There is a dose-response relationship between sedentary time and health indicators such as all-cause mortality, CVD mortality, and CVD incidents. Individuals reporting objectively measured sedentary time greater than 9.5 h/day have a significantly higher risk of mortality compared to those with 7.5 h/day. Replacing 30-60 min/day of sedentary time with any type of PA is associated with risk reductions in several health markers, with estimates for MVPA being more significant compared to low-intensity activities.

The dose-response relationship of exercise as medicine

People with a physically active lifestyle have a lower risk of developing and progressing many chronic diseases, including CVD, several types of cancer, metabolic diseases, musculoskeletal disorders, neurological diseases, psychiatric conditions, and pulmonary diseases. Therefore, physical activity and structured exercise can be potent health-enhancing drugs. The relationship between PA volumes and cardiovascular disease risk is curvilinear. The greatest risk reductions are obtained by changing from a sedentary to a mildly or moderately active lifestyle.


In this context, the digitization of physical therapy offers a powerful tool to maximize the benefits of physical activity and rehabilitation. Innovative digital platforms allow users to track their progress, adjust their exercise routines and optimize their health in an effective and personalized way.

Transforming rehabilitation: digitization and remote access

Digitalization is transforming the way we approach physical rehabilitation. This innovative approach not only offers personalization in treatment and continuous monitoring of patient progress, but also improves patient accessibility and participation in their recovery. The adoption of digital technologies by hospitals, clinics and rehabilitation centers is marking a shift towards a patient-centered approach.

Advantages of digital physiotherapy

The integration of digital technologies in physical therapy presents a number of significant benefits:


  • Hybrid treatments: The combination of face-to-face and digital sessions allows patients to receive care at home, decongesting rehabilitation services and improving the quality of service.


  • Remote access: Digital platforms offer the ability to access physical therapy services completely online, from initial assessment to full rehabilitation, ensuring personalized and efficient care.


  • Monitoring and digital triage: Remote monitoring of treatments and the implementation of digital triages allow adjusting actions based on the patient’s needs, improving the experience and optimizing available resources.

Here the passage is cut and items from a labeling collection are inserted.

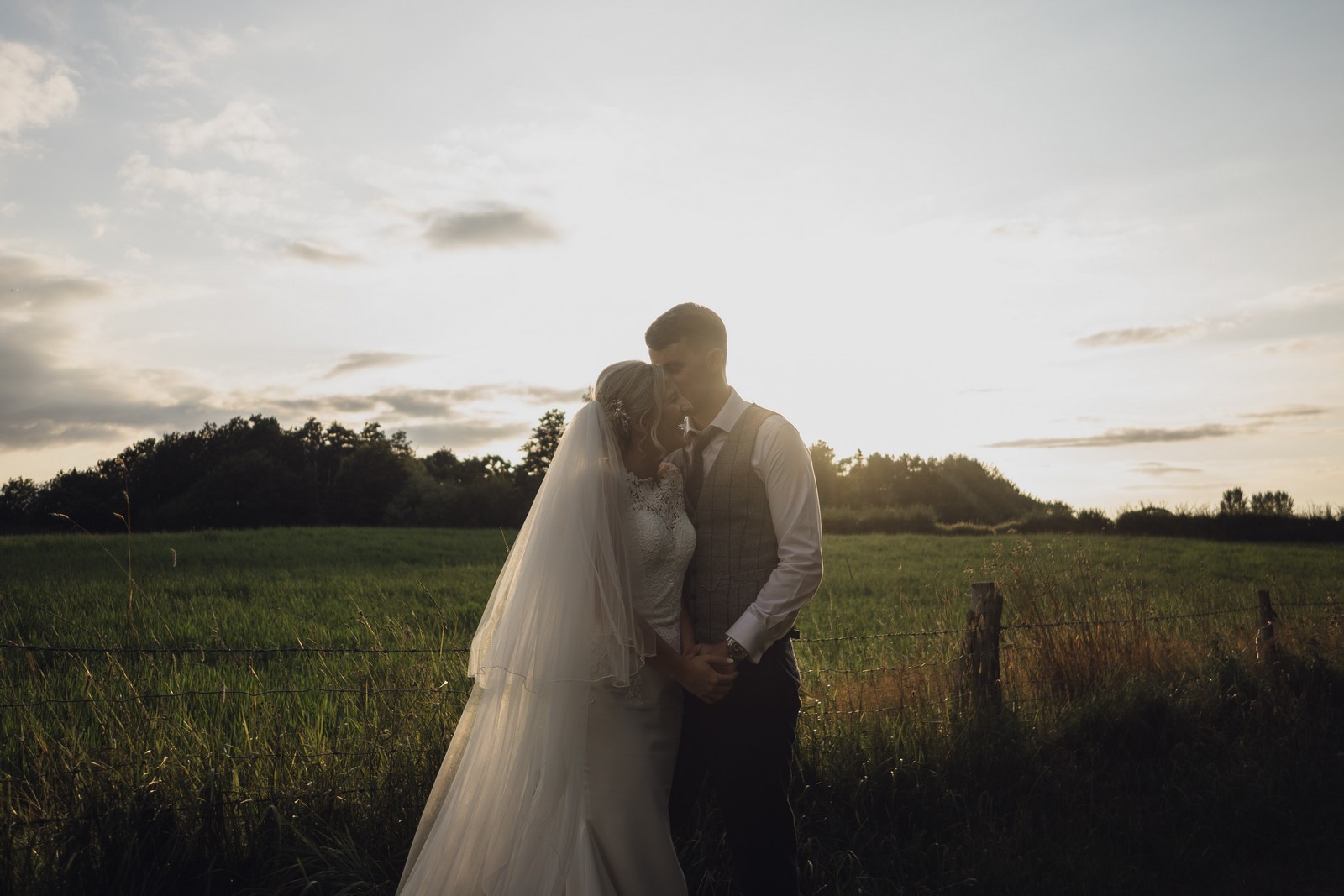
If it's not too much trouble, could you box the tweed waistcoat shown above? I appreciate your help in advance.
[685,405,780,643]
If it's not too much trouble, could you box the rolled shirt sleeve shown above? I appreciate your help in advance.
[727,415,822,663]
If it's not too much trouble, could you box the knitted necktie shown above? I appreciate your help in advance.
[685,426,723,517]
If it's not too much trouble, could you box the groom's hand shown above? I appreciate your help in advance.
[679,652,738,703]
[701,641,732,659]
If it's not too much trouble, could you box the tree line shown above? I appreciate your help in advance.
[0,410,1344,540]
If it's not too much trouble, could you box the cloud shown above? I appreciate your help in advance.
[1134,461,1203,475]
[323,352,421,380]
[988,405,1333,448]
[0,42,79,152]
[133,25,234,87]
[1239,405,1333,423]
[76,203,112,239]
[282,239,365,266]
[156,99,298,170]
[990,423,1247,448]
[1077,280,1344,354]
[118,153,291,217]
[1078,324,1203,348]
[250,381,585,423]
[425,203,558,250]
[406,419,536,454]
[0,254,110,312]
[0,255,212,448]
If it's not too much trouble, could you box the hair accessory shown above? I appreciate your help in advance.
[598,398,630,435]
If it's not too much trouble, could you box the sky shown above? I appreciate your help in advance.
[0,0,1344,513]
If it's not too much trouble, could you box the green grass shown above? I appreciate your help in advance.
[0,529,1344,893]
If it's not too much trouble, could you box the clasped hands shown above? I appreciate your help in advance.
[681,642,738,703]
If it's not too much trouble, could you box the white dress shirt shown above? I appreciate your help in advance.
[688,390,822,663]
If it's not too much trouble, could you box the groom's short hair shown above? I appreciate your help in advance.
[643,302,728,354]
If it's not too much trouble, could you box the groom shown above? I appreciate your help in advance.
[643,302,822,896]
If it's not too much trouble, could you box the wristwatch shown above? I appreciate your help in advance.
[723,634,751,663]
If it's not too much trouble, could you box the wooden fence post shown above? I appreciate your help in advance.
[961,582,1004,708]
[1255,591,1278,666]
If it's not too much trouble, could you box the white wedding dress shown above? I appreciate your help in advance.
[564,468,695,896]
[398,401,695,896]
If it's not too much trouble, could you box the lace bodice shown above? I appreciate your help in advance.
[627,466,695,650]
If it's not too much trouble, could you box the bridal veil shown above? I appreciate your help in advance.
[398,401,654,896]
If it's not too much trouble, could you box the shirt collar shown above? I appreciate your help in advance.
[710,388,750,432]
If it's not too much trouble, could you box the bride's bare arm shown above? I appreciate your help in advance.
[681,600,701,657]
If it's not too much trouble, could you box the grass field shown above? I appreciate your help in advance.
[0,529,1344,893]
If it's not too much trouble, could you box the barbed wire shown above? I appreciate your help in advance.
[797,629,963,643]
[0,600,1340,656]
[798,657,959,676]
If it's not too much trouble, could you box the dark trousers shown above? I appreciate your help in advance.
[668,638,798,896]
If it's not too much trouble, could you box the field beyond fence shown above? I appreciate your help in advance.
[0,529,1344,894]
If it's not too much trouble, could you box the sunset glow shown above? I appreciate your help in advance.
[0,0,1344,511]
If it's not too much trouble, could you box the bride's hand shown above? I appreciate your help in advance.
[680,652,738,703]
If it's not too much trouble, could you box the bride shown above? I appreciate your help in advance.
[396,361,737,896]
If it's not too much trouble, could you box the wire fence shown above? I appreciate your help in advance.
[0,588,1340,854]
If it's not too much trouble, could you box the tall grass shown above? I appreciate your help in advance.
[0,529,1344,893]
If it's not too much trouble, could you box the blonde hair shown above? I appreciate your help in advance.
[591,361,670,454]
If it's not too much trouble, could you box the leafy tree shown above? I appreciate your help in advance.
[517,407,564,478]
[0,477,42,527]
[1218,488,1250,516]
[1252,491,1293,516]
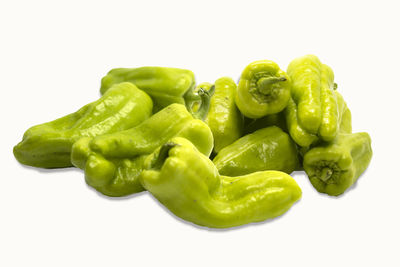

  • Personalized exercise routines: Personalized exercise routines that can be performed from home help promote a healthy and active lifestyle, reducing sedentary lifestyles and improving overall fitness.

Long-term implications

Digitalization in physical therapy not only improves the efficiency and accessibility of treatment, but also opens new doors for more effective rehabilitation tailored to the individual needs of each patient. This innovative approach is taking rehabilitation to a new level, all from the comfort and safety of the patient’s home, leading the way to a future of more integrated, patient-centered care.